Testing. Serghei Iakovlev ported the old and hairy testing script from Bash to Python 3. The new script covers more platforms and is much faster than the old one (and also easier to debug and modify).

See the changelog 2.2 (2021-08-01) for details. As always, a big thanks to all contributors!

Release 2.1.1

This is a minor release that adds a missing file to the release tarballs (thanks to david_david for the bug report). See the changelog 2.1.1 (2021-03-27) for details.

Release 2.1

This release adds continuous integration with GitHub Actions, portability improvements, benchmarks, depfile generation and bugfixes.

GitHub Actions CI. Serghei Iakovlev has added continuous integration with GitHub Actions for Linux, macOS and Windows platforms. Now every change in re2c gets build and tested in various configurations on all three platforms, which (hopefully!) leads to fewer bugs and better support for these platforms. GitHub Actions complement the existing Travis CI.

Benchmarks. A lot of work has been done on adding infrastructure for benchmarks. Previously re2c had some benchmarks, but they were not integrated into the build system, and as a result somewhat difficult to build and run. Now there is a new benchmark subsystem, which includes three groups. The first group contains AOT-compiled benchmarks (a.k.a. lexer generators): regular expressions that are compiled ahead of time to C code, which is further compiled to native code. The currently supported generators are re2c, ragel and kleenex. The second group contains JIT-compiled benchmarks: library algorithms that are based on deterministic automata. Finally, the third group contains interpreted benchmarks: library algorithms that are based on non-deterministic automata. Benchmarks are fully integrated in both build systems (they are enabled with Autotools options --enable-benchmarks, --enable-benchmarks-regenerate and CMake options -DRE2C_BUILD_BENCHMARKS, -DRE2C_REGEN_BENCHMARKS). All benchmarks are regularly built and ran on CI. There is also a script for rendering benchmark results as bar charts.
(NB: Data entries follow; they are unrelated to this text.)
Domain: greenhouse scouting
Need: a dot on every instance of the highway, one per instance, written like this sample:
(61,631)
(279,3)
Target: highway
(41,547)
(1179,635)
For lexer generators, benchmark results show that re2c-TDFA(1) and ragel are the fastest algorithms. Their performance is very close, but in non-deterministic cases ragel gives incorrect results due to its inability to remember multiple parallel versions of one tag. On the other hand, kleenex programs are much shorter and easier to read.

Dependency files. This release adds a --depfile option that allows one to generate dependency (.d) files. This is needed in order to track build dependencies in the presence of /*!include:re2c*/ directives. The generated depfiles have the same format as the ones generated with GCC -MF option.

There are also a few other improvements and bugfixes, see the full changelog 2.1 (2021-03-26) for details.

A big warm thank you to all the people who contributed to this release!

Release 2.0.3

This is a minor bugfix release. It fixes an issue when building re2c as a subproject of another CMake project (thanks to Ivo Hanak for the bugreport). See the changelog 2.0.3 (2020-08-22) for details.

Release 2.0.2

This is a minor bugfix release. It makes two changes. First, re2go is now built by default (can be turned off with --disable-golang for Autotools and -DRE2C_BUILD_RE2GO=no for CMake). Second, CMake build files are now packaged into release tarball. See the changelog 2.0.2 (2020-08-08) for details.

Release 2.0.1

This is a minor release that fixes re2c version (as output by re2c -v) for the CMake build system. Thanks marryjianjian for the bug report! See the changelog 2.0.1 (2020-07-29) for details.

Release 2.0

This release adds a Go code generation backend, an alternative CMake build system, free-form generic API, improvements in reuse mode and start conditions, and bugfixes in EOF rule implementation.

Go backend. The new Go code generation backend can be used either with a --lang go re2c option, or as a standalone re2go binary (which is identical to re2c with --lang go set by default). The documentation has been split into separate manpages for re2c and re2go; they are generated from the same text, but have language-specific examples. The re2go binary and manpage need to be enabled explicitly with a configuration parameter --enable-golang for Autotools or -DRE2C_BUILD_RE2GO=yes for CMake. Unlike C, Go does not have pointer arithmetics, therefore re2go programs use integer indices instead of pointers and have generic API enabled by default. Almost all re2c features have been ported to re2go, with the exception of code generation options like --computed-gotos and --case-ranges that need unsupported language features. Behind the scenes adding a new backend required a full rewrite of the code generation subsystem and quite a bit of work on documentation and testing. Thanks to meme for discussing the idea and providing an early implementation prototype. Feedback from the Go community is welcome!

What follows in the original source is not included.